A number of persons heard it, and at the first repetition of the yell, two or three windows were angrily opened. A head in a white nightcap looked out from the first story.

"What do you want at this hour of the night?" asked the owner of the nightcap, already in a rage.

"I want Herr Fischelowitz, who lives in this house," answered the Cossack, firmly.

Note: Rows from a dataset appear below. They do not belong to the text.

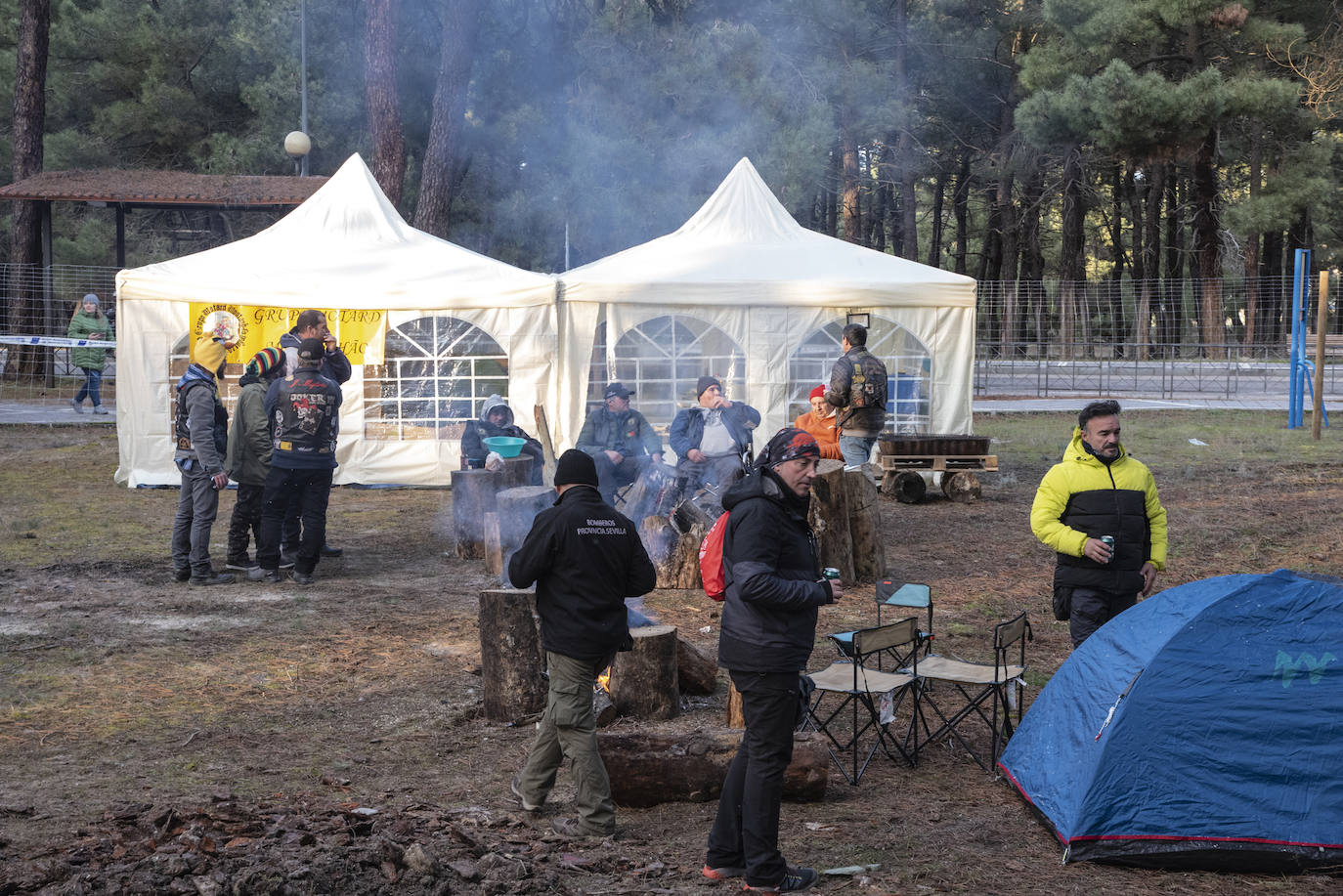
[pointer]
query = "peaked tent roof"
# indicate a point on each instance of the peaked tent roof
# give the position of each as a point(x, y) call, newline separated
point(345, 247)
point(1198, 728)
point(743, 247)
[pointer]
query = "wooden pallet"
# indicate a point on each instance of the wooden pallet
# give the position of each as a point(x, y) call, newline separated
point(939, 462)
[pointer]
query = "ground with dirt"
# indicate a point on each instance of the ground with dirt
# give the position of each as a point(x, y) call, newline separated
point(276, 739)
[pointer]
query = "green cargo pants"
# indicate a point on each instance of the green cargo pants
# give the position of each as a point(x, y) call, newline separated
point(568, 731)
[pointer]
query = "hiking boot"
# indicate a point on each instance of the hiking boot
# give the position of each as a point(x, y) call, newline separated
point(516, 786)
point(575, 828)
point(722, 872)
point(796, 880)
point(212, 577)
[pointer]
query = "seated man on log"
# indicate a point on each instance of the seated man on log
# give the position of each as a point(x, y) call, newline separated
point(620, 440)
point(712, 441)
point(821, 423)
point(498, 419)
point(585, 558)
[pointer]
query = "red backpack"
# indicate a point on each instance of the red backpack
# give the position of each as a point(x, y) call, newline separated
point(711, 560)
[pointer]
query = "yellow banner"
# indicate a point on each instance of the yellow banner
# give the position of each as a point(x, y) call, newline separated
point(250, 328)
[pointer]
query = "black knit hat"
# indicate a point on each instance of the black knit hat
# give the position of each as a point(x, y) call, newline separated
point(575, 468)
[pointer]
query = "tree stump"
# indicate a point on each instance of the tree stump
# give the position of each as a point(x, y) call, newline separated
point(650, 769)
point(869, 556)
point(473, 497)
point(510, 656)
point(697, 670)
point(961, 487)
point(829, 517)
point(643, 680)
point(517, 508)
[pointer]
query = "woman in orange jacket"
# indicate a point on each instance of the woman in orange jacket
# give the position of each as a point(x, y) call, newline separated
point(821, 422)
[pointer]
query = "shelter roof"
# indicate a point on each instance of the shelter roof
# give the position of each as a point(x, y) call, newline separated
point(162, 189)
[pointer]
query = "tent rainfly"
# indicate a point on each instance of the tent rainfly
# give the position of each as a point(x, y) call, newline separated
point(746, 293)
point(431, 328)
point(1196, 730)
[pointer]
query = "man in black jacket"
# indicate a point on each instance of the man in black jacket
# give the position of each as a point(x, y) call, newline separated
point(585, 559)
point(768, 626)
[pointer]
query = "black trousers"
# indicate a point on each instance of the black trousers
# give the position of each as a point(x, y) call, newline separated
point(302, 493)
point(746, 831)
point(246, 520)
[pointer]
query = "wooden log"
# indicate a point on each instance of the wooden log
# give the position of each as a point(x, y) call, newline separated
point(869, 556)
point(473, 497)
point(517, 472)
point(962, 487)
point(493, 547)
point(688, 558)
point(697, 670)
point(663, 543)
point(829, 517)
point(510, 656)
point(650, 769)
point(643, 680)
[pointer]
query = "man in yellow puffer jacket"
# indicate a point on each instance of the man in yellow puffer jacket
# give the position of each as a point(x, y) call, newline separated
point(1098, 491)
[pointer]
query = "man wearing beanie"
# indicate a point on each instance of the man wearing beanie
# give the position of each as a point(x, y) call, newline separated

"Do you live here? Are you shut out?"

"No—we only want—"

"Then go to the devil!" roared the infuriated German, shutting his window again with a vicious slam. A grunt of satisfaction from other directions was followed by the shutting of other windows, and presently all was silent again.

"I am afraid they sleep at the back of the house," said Vjera, growing despondent at last.

"I am afraid so, too," answered Johann Schmidt, proudly conscious that the noise he had made would have disturbed the slumbers of the Seven Sleepers of Ephesus.